Mayor Ed Lee in his State of the City address on Friday laid out a bold goal to build housing in The City: 30,000 new and rehabilitated units by 2020, which averages out to 5,000 per year — way more than San Francisco has built annually in recent history.
It is clear to all in the debate that there needs to be more housing in The City, but that debate often breaks down over talk of housing for what income level, where and how it is planned. Lee's proposal definitely at the very minimum moves forward the debate about San Francisco's housing stock, which has become the focus of national attention as a recovering economy in the past year drove up sale prices and rents to make The City one of the most expensive places to live in the country.

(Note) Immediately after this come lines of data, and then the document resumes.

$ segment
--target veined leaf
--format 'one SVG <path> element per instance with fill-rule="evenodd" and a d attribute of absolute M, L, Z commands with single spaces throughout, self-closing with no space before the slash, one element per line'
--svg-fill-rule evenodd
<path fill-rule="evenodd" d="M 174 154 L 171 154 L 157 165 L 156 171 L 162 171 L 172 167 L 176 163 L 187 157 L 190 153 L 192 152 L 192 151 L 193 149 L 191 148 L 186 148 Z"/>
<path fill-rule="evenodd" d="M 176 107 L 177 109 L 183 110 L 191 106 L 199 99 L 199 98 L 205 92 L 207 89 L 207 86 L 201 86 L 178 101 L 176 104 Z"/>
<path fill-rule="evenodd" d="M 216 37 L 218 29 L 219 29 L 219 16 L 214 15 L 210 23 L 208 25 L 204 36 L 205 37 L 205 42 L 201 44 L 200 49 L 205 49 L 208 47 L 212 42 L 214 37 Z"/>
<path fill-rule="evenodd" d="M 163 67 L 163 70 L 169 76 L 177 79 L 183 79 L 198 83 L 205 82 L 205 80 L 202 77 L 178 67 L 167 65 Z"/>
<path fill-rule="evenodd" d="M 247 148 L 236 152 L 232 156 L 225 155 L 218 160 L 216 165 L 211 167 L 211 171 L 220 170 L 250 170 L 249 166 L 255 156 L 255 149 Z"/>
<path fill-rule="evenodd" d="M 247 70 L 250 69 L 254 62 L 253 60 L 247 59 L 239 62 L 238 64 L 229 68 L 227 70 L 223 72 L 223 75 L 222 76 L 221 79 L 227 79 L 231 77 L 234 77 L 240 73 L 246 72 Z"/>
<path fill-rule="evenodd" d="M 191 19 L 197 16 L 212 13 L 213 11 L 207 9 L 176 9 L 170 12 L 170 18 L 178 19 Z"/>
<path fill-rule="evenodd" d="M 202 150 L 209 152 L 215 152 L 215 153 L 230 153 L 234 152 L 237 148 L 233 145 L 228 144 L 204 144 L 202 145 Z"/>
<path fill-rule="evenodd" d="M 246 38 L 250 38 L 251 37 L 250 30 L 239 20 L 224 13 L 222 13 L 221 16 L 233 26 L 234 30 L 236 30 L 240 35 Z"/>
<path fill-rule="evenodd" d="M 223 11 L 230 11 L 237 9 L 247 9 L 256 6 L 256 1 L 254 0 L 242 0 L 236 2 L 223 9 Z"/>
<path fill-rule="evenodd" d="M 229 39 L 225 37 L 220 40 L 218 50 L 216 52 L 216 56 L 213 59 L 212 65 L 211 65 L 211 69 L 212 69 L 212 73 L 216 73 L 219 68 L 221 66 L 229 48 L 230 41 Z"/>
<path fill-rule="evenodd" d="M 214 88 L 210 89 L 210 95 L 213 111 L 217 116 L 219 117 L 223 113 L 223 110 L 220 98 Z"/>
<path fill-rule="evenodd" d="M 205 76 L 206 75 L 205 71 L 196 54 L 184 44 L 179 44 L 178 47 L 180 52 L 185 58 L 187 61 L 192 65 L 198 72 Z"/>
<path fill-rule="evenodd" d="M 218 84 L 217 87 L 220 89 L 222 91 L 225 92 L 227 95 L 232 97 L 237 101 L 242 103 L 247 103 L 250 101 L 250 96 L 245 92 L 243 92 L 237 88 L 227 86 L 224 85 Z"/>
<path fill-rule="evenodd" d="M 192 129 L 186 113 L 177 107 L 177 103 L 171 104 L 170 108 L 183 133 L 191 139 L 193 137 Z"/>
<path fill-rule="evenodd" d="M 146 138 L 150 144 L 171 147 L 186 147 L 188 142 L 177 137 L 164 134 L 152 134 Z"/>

And though Lee has set a goal line, the real focus moving forward should be a true reform in how projects are handled, including a possible overhaul of the bureaucracy and funding needed for every project, spanning the spectrum from luxury houses and condos to rental units for very-low-income residents.
San Francisco is well-known in the architecture and building worlds as one of the most difficult places to get a project approved and built. The complaints often revolve around the number of hearings and approvals needed for each project, along with the possible appeals that opponents of any building can use to drag out the process for years.
But another factor is the administrative staff that must handle the paperwork of each process and how The City pays for those positions. As it stands, fees San Francisco receives from the permitting and building process fund the staff who work in the needed departments. When the economy slows and building construction slows — or nearly ceases, as was the case during the last economic downturn — the departments may have to lay off employees. The economic recovery this time boomed faster than The City could hire, leaving projects waiting for up to six months just for an environmental planner to be assigned.
Lee issued an executive order that may speed up the beleaguered process, but his order is not a structural fix to the process or the funding, and it leaves open the possibility that San Francisco could be in just as serious of a housing pinch in 2020 even if all of the 30,000 units are finished.
There should be robust discussion and community input about developments, especially large ones that will change a neighborhood. But merely moving the administrative paperwork through the system would move projects along to the hearing stage quicker so that they can be vetted by officials and the public.
It does not appear that the economy will slow down anytime soon, and that likely will mean more people moving here for jobs. There is a need for more housing for all income levels, and there are projects lingering that could, if approved, help ease the housing pressures that are leading to displacement of current residents.
Fixing the structural problems of the approval process would also help keep The City on a sustainable path of building appropriate housing moving forward, since the population is expected to continue growing. Leaving the system as is or using only short-term fixes may be OK now, but it only will help ensure a problem farther down the line.